When it comes to looking into bottleneck and improvement opportunities in the engineering velocity area, I use a four-buckets model, in terms of how long a task takes:
- Instant. This is something that only takes a few seconds to half a minute. Tasks like running a small set of unit tests, compiling a sub-folder or do a “git pull” for the first time in the last several days are in this bucket. While waiting for such tasks to finish, I don’t leave my desk. I would catch up on some quick conversations on IM, take a peek on my cellphone or reply an email while waiting.
- Coffee break. A coffee break task takes a few minutes, such as apply my private bits to a one-box test instance, run a large set of unit tests, etc.. Some time I go for a coffee or use restroom when such tasks are running.
- Lunch break. When a task takes longer time, such as half an hour or 1+ hour, I will grab a lunch while it’s running. Sometime I start the task when I leave office to pick up my boy and check the result when I get home.
- Overnight. Such task takes quite a few hours, or up to about half day. So we have to run them overnight: usually start at the night, go to sleep and check the result when we wake up in the next morning. If it’s started in the morning, we probably are not going to see the outcome until the evening.
Over the years, I have learned a few things in this four-buckets model:
- A task’s duration will slowly deteriorate within the same bucket without being noticed, until it’s about to fall into the next bucket. For example, the build time of a code base may be 10 minutes in the beginning, which put it in the coffee break bucket. It can get slower over the course of the next several months, become 15 minutes, 20 minutes, …, as more code are added. Few will notice it, or be serious about it, until the build time gets close to half an hour, which is no longer a coffee break task, but a lunch break task. People feel more motivated/obligated to fix things to keep a task remain in the current bucket, than prevent it slowly deteriorating within the same bucket.
- For maximum effect, when we make engineering investments in shortening a task’s duration, we should aim to move it into the next shorter bucket. Incremental improvements within the same bucket will have less impact on engineering velocity. For example, if an overnight task is shortened from 12 hours to 6 hours, it’s still an overnight task. But if it can be further shortened to 3 hours, that will transform the work style in the team: the team will be able to run the task multiple times during the day. It will dramatically change the pace of the team.
- Incremental improvements within the same bucket are less likely to sustain, due to the first observation mentioned above. It’s going to be like Sisyphus rolling the stone uphill. Unless the stone is rolled over the hill, it will go back down to where it started. To avoid such regression and frustration, our investment should be sufficient to move the task into the next shorter bucket, or don’t make the investment and put the time/money/energy somewhere else.

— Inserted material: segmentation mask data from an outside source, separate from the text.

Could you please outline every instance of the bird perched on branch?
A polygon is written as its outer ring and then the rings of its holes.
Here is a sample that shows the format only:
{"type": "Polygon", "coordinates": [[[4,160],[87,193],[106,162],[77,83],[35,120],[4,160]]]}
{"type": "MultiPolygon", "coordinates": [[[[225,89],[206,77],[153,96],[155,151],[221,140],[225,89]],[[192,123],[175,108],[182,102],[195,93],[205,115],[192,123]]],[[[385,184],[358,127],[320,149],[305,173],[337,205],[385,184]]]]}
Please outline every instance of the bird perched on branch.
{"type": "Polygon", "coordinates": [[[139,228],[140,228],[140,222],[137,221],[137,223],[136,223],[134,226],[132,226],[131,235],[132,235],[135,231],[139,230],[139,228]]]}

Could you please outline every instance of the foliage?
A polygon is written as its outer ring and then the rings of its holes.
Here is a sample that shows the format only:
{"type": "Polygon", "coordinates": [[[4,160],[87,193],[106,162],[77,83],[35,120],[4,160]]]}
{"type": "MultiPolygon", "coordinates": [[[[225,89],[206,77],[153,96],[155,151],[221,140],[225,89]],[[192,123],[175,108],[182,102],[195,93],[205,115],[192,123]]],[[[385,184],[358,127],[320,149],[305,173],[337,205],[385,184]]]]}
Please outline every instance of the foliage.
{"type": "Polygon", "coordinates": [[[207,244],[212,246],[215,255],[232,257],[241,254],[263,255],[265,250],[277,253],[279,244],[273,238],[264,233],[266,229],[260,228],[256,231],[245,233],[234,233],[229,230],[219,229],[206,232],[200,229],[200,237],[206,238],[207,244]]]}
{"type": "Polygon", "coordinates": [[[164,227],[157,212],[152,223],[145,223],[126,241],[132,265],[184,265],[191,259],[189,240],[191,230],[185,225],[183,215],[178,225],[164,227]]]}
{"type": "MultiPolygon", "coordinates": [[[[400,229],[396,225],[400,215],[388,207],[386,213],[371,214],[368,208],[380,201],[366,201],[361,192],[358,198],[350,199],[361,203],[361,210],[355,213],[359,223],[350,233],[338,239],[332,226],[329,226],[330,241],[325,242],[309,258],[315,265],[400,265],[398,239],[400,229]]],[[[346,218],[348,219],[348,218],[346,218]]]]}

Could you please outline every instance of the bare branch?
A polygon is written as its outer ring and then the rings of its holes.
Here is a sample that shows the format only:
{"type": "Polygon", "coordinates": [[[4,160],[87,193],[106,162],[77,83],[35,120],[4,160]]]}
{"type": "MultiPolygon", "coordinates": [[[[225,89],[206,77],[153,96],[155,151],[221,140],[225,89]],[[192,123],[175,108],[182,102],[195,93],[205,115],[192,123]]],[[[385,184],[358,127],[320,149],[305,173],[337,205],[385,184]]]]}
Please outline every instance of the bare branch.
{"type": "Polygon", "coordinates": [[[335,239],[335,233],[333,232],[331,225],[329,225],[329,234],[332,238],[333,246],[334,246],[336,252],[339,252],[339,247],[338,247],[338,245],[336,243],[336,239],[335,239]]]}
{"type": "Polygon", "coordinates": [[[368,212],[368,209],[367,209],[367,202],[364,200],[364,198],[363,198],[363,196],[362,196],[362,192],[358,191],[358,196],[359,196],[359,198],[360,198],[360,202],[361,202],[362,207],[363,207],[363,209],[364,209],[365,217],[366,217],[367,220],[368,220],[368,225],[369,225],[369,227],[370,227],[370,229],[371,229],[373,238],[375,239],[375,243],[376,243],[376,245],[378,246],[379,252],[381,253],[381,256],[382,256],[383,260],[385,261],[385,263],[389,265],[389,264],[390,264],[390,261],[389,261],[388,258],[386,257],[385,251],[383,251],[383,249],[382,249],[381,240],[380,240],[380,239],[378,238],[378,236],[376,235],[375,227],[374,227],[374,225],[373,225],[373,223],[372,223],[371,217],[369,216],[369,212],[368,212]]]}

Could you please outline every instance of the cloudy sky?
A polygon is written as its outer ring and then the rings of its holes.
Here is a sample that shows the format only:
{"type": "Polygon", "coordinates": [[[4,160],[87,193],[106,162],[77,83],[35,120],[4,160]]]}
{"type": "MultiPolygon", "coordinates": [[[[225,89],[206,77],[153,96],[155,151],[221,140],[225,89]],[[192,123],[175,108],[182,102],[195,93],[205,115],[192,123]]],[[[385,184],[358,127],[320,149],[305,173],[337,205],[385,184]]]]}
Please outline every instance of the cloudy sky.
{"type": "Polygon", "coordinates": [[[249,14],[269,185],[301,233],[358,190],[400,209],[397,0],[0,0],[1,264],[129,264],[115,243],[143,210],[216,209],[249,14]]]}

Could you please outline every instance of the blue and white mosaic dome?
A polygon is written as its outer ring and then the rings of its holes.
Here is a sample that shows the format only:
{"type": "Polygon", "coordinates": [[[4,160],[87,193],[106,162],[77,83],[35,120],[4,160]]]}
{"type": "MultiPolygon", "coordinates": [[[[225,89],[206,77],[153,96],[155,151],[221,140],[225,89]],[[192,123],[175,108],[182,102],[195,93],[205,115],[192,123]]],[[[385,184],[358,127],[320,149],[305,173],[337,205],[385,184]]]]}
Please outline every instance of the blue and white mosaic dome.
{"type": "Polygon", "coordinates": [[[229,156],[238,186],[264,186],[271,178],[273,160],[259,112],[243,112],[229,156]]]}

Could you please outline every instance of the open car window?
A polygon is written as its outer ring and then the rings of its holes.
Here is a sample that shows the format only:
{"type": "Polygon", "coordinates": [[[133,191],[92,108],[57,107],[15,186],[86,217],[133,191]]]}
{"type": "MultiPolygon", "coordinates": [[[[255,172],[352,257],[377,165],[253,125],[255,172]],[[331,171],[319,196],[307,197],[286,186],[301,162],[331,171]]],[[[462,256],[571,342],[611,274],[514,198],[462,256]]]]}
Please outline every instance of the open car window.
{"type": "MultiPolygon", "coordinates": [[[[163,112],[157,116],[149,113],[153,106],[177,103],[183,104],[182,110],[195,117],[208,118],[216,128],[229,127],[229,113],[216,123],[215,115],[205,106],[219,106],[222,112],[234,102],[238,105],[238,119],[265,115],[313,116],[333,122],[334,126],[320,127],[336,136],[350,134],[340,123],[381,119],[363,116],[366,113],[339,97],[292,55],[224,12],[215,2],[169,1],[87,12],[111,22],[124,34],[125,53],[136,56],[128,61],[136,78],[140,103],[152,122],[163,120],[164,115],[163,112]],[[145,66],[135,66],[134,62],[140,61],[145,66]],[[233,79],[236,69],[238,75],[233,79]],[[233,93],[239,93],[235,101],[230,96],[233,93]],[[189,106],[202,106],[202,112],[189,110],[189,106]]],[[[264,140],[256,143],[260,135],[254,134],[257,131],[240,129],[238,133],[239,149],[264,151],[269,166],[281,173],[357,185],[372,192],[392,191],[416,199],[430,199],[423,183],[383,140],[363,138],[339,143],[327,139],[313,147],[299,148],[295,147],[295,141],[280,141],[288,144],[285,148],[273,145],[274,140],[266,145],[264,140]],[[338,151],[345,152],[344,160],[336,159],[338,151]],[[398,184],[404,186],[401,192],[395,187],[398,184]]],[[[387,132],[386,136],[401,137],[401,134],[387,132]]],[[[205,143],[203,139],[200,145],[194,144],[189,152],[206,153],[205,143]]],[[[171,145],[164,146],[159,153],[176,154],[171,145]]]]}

- There is a big difference between the “Instant” bucket vs. the next two, the coffee break tasks and the lunch break tasks: whether I have a context switch. For the tasks in the instant task bucket, there is no or little context switch. I don’t leave my desk. I remember what I wanted to do. I’m not multi-tasking. Once the task becomes longer and gets into the coffee break bucket, my productivity is one notch down. I have context switch. I have to do multi-tasking. We should try really hard to prevent the tasks in the “Instant” bucket from getting slower and dropping into the coffee break bucket, to save context switch and multi tasking.
- Similar to the previous point, there is also a big difference between the coffee/lunch break bucket vs. the overnight bucket. On the tasks in the overnight bucket, I do worse than context switch. I sleep. It’s like close the lid of a laptop. It definitely takes much longer time and more effort to get the full context back after a sleep, than after a lunch break. We should try really hard to prevent any task slipping into the overnight bucket. It’s about whether it’s same day or not. Same day matters a lot, especially psychologically: in the past, we didn’t really feel the difference between Prime’s two-days shipping vs. the normal 3-5 days shipping; but when Prime has the same-day shipping, it feels substantially different.
Actually, there is a fifth bucket: “over the weekend”. Such task takes more than a day to run. I didn’t include it in my four-buckets model because if an engineering team ever has one or more critical tasks in the over-the-weekend bucket, they are seriously sick. They are deep in debt (engineering debt) and they should stop doing anything else and fix that problem first, to at least move it into the overnight bucket. In a healthy engineering team, all the tasks can be done over a lunch break or sooner. Everything is same day. There is no overnight task. That’s the turnaround time required to deliver innovations and customer values in the modern world.
 Just being exaggerate to highlight the point.
 With reasonable exceptions, such as some long-haul tests. Though many long-haul tests that I have seen could be replaced by shorter tests with certain testability designs.